# Farting Goats???



## Kye022984 (Apr 23, 2010)

My goats fart a lot and it smells. Is this something normal for goats? I am mid switching them in their diet to more protein and calcium via free choice alfalfa pellets and new grain on the milk stand. I make sure to add little by little to now overwhelm them with something new but, they are still farting a lot. One of the does seems to have some significantly clumpy poop while the other doe isn't as bad but still a little clumpy. Is this because of the diet shift?

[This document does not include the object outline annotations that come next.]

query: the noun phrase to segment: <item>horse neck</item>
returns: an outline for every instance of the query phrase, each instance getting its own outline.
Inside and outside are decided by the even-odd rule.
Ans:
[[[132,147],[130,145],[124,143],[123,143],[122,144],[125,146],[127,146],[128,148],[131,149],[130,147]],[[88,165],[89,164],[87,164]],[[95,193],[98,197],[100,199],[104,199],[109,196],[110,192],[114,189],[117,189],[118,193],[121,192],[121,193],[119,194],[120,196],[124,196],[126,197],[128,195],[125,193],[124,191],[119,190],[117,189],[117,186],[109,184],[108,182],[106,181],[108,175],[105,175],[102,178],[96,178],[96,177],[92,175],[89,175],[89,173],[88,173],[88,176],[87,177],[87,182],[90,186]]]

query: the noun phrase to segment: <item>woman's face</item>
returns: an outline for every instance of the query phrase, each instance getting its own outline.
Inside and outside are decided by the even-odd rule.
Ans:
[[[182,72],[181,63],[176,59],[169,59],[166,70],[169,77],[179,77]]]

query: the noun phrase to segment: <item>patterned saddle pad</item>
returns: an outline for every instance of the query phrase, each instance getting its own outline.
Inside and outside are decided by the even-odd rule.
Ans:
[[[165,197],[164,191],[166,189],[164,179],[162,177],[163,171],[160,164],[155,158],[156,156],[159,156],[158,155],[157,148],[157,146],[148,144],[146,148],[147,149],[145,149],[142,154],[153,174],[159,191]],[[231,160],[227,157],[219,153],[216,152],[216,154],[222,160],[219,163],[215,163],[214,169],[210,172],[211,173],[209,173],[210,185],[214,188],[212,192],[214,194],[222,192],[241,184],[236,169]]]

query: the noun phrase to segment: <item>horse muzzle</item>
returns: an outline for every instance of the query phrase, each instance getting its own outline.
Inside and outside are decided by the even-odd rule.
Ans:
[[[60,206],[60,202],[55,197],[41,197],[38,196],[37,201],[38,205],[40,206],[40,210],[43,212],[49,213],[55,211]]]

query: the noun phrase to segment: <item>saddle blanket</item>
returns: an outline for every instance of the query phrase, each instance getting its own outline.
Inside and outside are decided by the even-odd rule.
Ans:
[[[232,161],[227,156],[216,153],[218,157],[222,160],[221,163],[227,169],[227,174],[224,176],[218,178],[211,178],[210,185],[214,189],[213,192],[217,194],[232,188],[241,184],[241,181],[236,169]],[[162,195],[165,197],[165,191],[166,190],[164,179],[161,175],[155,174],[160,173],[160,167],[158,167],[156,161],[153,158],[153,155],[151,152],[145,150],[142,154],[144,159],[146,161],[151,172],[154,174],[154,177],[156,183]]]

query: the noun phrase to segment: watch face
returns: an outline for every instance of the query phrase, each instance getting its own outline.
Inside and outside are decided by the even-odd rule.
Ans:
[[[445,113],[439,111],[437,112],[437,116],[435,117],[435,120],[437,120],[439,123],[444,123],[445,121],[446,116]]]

Or, is there something else I should be one the look out for?


----------



## Goat Servant (Oct 26, 2007)

Yeah just dont get your face too close to their behindsound:
Goats do pass gas & freshly burped up cud is just as bad.
Change in diet could be a contributing factor to the clumpy poo, one gal's system might be a little more sensitve than the others.
You are changing slowly right?


----------



## Kye022984 (Apr 23, 2010)

Goat Servant said:


> Yeah just dont get your face too close to their behindsound:
> Goats do pass gas & freshly burped up cud is just as bad.
> Change in diet could be a contributing factor to the clumpy poo, one gal's system might be a little more sensitve than the others.
> You are changing slowly right?


Yeah definitely changing slowly by the cup  I was trimming one girl's hooves today and... wow. Unfortunately was too close to the behind. Stinky.:yuck:


----------



## luvzmybabz (Sep 8, 2008)

My goats fart and queef ( sp) when the are prego it is disgusting and my kids are appalled by it when them farting is just hilarious? Go figure?


----------



## April (Nov 28, 2006)

I particularly like the sneeze/fart combo move.


----------



## Sherry in Iowa (Jan 10, 2010)

April said:


> I particularly like the sneeze/fart combo move.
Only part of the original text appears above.